Lobster Risotto - cooking recipe

Ingredients
    1/4 cup olive oil, divided
    2 onions, chopped
    6 cups chicken broth
    1 shallot, chopped
    1 clove garlic, chopped
    1 1/2 cups Arborio rice
    1/2 cup white wine
    1 tablespoon honey
    3 tablespoons butter
    1 cup light cream
    1 tablespoon paprika
    1 teaspoon cayenne pepper
    1/4 cup sherry
    2 cups cooked lobster meat
    1/2 cup shredded Parmesan cheese
    1 pinch salt and ground black pepper to taste
Preparation
    Heat 2 tablespoons oil in a large skillet over medium heat; cook and stir onions until light brown and tender, about 20 minutes.

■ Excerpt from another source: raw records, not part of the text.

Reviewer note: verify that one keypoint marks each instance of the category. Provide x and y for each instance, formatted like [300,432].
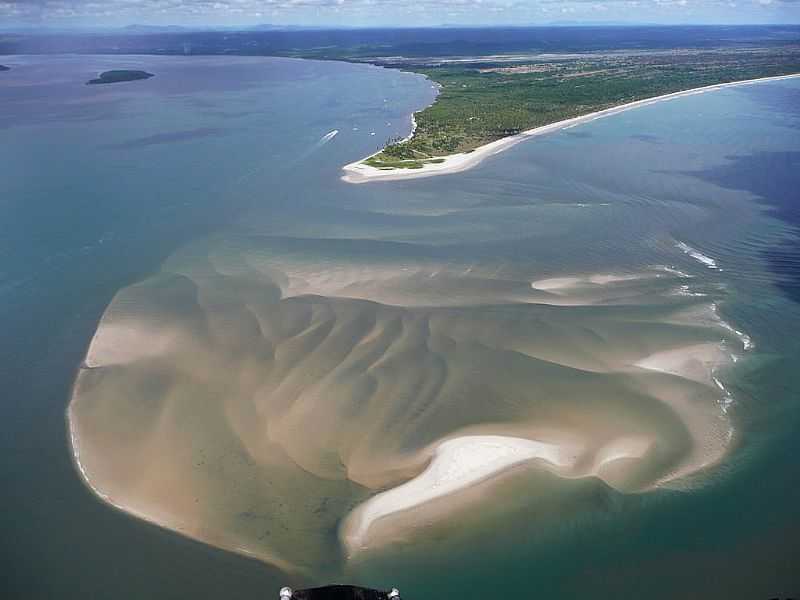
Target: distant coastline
[359,172]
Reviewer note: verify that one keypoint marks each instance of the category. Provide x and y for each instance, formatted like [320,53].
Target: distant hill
[119,76]
[135,28]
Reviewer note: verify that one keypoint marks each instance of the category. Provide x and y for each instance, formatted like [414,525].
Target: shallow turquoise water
[101,186]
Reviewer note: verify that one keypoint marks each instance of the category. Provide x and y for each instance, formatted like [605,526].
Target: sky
[398,13]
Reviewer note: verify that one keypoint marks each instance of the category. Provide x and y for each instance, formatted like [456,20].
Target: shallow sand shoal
[358,172]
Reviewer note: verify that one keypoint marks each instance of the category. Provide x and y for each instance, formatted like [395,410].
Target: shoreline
[270,560]
[358,172]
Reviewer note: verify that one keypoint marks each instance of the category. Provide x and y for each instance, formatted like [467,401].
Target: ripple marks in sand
[220,404]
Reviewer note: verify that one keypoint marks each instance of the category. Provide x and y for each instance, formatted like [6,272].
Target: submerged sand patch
[275,405]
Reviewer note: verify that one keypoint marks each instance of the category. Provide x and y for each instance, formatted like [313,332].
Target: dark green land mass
[490,99]
[119,76]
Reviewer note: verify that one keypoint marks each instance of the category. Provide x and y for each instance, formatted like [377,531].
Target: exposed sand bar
[358,172]
[247,393]
[458,463]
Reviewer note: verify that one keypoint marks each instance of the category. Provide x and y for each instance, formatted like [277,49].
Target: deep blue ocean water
[100,185]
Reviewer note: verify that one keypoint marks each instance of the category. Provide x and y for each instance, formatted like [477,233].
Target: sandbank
[358,172]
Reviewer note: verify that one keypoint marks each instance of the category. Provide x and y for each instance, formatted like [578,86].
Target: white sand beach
[358,172]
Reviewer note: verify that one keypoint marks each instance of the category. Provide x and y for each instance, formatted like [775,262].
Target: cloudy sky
[58,13]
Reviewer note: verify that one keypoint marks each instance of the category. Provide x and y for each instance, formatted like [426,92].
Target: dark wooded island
[119,76]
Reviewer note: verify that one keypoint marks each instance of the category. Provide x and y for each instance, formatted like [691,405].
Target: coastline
[358,172]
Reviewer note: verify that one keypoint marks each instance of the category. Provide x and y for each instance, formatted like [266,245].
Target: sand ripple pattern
[308,411]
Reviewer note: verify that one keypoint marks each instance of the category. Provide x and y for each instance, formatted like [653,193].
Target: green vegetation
[119,76]
[485,101]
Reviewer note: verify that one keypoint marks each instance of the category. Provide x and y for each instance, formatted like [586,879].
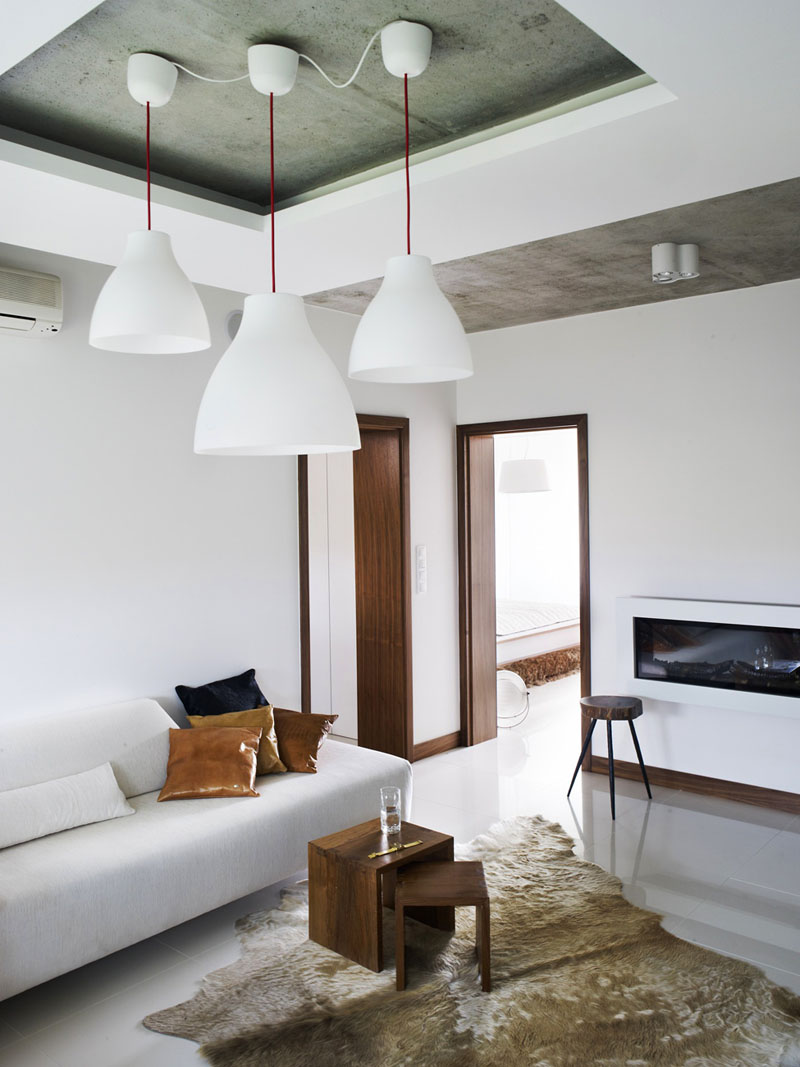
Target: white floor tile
[43,1005]
[111,1033]
[734,943]
[26,1053]
[777,865]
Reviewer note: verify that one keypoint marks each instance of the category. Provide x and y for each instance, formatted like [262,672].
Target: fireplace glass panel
[718,654]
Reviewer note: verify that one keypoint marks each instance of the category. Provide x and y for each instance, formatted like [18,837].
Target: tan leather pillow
[211,763]
[269,761]
[300,737]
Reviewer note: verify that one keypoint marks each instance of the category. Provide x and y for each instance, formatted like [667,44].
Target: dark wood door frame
[468,510]
[381,423]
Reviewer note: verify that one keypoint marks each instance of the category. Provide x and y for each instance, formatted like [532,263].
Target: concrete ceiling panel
[746,239]
[490,64]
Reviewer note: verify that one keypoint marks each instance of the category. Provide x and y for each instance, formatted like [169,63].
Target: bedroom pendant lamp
[410,332]
[148,304]
[275,392]
[524,476]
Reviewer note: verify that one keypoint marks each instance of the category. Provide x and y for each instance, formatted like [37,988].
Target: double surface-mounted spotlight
[674,263]
[147,303]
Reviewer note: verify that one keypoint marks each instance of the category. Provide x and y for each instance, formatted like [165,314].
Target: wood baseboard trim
[435,746]
[776,799]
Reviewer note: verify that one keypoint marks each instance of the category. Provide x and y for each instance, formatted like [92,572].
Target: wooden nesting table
[347,890]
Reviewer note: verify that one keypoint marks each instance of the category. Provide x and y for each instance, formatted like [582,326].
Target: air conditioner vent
[30,302]
[43,289]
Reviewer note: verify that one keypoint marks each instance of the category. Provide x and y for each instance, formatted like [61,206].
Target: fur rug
[579,977]
[539,670]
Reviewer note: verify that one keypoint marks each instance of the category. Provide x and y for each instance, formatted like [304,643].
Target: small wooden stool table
[611,709]
[444,885]
[351,877]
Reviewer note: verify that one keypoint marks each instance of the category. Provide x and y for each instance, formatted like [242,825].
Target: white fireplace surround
[652,607]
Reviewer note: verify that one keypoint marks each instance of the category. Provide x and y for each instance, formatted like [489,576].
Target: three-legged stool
[437,886]
[611,709]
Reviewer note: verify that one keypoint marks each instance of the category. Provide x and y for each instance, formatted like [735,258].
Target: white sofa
[74,896]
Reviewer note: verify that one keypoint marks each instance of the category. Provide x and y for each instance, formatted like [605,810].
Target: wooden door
[478,606]
[383,586]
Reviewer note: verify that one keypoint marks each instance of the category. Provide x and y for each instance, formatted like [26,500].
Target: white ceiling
[721,118]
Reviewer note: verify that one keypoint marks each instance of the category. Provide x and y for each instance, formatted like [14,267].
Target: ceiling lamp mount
[275,391]
[148,305]
[405,48]
[674,263]
[150,79]
[410,333]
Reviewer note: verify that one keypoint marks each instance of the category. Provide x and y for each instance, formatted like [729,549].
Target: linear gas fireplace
[709,652]
[718,654]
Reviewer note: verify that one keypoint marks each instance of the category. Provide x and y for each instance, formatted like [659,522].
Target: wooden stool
[437,886]
[610,709]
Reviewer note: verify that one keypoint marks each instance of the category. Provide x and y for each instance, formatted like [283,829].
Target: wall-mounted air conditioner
[30,303]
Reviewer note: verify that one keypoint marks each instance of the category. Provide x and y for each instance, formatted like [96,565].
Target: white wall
[129,564]
[693,439]
[537,534]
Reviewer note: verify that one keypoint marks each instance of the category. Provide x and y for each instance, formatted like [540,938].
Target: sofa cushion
[300,737]
[237,694]
[269,761]
[211,763]
[133,736]
[34,811]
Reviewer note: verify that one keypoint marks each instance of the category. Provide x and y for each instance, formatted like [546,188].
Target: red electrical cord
[408,174]
[272,193]
[148,165]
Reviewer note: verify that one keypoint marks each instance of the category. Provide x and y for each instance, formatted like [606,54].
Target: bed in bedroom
[529,628]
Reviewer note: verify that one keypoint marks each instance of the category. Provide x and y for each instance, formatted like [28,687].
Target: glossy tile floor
[722,874]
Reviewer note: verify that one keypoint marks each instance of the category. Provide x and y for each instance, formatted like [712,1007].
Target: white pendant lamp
[524,476]
[148,304]
[410,332]
[275,392]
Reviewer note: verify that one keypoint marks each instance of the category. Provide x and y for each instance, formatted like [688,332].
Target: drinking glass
[389,809]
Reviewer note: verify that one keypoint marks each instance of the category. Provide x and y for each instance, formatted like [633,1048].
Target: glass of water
[389,809]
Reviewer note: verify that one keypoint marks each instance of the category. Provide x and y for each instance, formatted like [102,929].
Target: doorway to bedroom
[524,571]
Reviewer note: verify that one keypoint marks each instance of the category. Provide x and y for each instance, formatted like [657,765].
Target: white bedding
[524,617]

    Bring chicken broth to a boil in a pot; reduce heat to low and keep at a simmer.
    Heat remaining 2 tablespoons oil in a large, flat-bottom pan over medium-high heat. Cook and stir shallot and garlic in the hot oil until fragrant, about 2 minutes. Add Arborio rice to shallot mixture; cook and stir until rice begins to brown, about 3 minutes. Add wine and cook for 1 minute.
    Stir 1 cup chicken broth into rice mixture; cook, stirring constantly, until broth is absorbed. Repeat adding broth, 1 cup at a time, until all the broth is used, stirring constantly until broth is absorbed each time, about 30 minutes.

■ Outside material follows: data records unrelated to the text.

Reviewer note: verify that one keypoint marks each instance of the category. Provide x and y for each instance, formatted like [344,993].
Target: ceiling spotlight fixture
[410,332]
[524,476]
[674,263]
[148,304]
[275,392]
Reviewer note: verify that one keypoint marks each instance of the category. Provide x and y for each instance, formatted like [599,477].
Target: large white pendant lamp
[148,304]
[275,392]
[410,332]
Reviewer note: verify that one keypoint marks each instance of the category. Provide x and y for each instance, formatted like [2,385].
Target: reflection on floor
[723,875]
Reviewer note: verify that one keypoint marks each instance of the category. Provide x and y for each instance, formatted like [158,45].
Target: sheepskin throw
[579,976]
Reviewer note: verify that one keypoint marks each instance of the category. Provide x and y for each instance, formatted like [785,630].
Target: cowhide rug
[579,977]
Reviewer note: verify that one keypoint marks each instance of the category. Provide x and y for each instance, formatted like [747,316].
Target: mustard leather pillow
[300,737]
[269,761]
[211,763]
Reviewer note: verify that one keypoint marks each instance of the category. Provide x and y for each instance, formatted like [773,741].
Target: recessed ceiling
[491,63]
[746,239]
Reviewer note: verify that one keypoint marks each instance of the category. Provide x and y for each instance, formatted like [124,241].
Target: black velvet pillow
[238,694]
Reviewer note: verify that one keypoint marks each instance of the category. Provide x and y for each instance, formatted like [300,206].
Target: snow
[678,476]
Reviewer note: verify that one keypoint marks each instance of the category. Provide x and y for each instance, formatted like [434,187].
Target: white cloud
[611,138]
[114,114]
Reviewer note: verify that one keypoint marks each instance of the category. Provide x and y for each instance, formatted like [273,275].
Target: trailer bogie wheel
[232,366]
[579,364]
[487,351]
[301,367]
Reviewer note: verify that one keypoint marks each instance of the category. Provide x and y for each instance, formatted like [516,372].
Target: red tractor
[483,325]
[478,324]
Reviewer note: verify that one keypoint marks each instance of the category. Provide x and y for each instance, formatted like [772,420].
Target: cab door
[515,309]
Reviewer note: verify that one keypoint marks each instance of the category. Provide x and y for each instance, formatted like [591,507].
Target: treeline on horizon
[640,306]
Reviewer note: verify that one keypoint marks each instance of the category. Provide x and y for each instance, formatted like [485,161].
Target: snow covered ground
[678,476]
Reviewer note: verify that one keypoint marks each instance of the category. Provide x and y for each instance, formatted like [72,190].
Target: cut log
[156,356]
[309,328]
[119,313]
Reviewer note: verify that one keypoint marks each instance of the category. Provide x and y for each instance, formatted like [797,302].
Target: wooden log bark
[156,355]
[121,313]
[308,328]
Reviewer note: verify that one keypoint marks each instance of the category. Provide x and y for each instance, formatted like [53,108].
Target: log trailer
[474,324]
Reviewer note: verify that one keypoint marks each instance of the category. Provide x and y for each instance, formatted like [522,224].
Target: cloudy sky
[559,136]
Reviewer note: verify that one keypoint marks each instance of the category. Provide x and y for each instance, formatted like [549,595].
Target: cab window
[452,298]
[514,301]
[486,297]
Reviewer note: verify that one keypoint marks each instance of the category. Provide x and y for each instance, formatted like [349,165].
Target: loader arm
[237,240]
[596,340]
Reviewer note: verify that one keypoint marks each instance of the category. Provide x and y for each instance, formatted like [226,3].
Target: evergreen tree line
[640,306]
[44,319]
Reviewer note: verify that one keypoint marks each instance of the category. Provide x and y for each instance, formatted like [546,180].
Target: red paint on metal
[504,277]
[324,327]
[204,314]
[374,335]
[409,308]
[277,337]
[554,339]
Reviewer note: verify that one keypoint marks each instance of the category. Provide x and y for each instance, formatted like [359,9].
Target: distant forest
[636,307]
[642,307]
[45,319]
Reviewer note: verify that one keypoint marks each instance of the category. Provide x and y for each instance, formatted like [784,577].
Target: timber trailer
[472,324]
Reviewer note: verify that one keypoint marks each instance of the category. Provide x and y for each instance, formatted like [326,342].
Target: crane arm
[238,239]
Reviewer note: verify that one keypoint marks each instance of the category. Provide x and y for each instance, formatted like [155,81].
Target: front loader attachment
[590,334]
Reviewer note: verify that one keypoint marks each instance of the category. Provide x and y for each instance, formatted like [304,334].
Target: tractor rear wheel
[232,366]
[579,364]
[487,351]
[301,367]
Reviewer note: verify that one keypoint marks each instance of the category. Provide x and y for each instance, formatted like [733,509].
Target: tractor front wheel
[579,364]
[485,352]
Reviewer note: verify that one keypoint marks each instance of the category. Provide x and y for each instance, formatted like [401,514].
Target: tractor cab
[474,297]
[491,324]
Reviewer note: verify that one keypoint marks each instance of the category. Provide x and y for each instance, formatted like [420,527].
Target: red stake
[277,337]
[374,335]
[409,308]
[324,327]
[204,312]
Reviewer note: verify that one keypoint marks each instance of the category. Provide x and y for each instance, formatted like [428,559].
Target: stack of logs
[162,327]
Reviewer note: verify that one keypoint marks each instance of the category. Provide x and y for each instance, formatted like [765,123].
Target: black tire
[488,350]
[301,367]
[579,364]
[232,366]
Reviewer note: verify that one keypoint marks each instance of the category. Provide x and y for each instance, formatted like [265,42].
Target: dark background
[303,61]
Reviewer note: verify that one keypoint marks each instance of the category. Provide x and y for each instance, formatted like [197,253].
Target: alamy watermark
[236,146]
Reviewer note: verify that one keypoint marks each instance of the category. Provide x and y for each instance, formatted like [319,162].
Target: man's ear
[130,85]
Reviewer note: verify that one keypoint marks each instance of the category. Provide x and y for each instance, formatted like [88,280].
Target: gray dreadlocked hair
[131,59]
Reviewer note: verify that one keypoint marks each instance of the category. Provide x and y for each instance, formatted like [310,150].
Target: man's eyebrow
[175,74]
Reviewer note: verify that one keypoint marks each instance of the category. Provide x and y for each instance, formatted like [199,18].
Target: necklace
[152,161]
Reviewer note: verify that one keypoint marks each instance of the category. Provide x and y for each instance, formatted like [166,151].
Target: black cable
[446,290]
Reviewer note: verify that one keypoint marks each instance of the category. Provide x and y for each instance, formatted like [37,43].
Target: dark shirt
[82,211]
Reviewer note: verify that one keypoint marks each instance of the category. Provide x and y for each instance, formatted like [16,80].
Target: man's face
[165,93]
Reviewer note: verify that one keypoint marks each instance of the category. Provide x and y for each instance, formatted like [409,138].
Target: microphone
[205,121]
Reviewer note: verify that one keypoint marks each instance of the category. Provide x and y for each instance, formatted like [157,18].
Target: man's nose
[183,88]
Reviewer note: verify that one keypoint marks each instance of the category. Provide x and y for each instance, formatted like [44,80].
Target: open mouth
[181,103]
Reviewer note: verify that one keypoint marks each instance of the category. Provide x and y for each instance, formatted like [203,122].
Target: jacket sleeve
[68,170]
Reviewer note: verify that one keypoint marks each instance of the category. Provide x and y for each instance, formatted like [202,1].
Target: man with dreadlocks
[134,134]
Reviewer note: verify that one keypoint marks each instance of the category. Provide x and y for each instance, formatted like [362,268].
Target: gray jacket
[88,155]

    Mix honey into onions and cook 5 minutes more.
    Stir butter into rice mixture until melted. Add cream and stir until rice mixture thickens, about 3 minutes. Add paprika and cayenne pepper; stir well. Add sherry and mix well. Stir lobster meat into rice mixture and cook until heated through, about 3 minutes. Mix Parmesan cheese into rice mixture until melted. Add onion mixture and mix well; season with salt and pepper.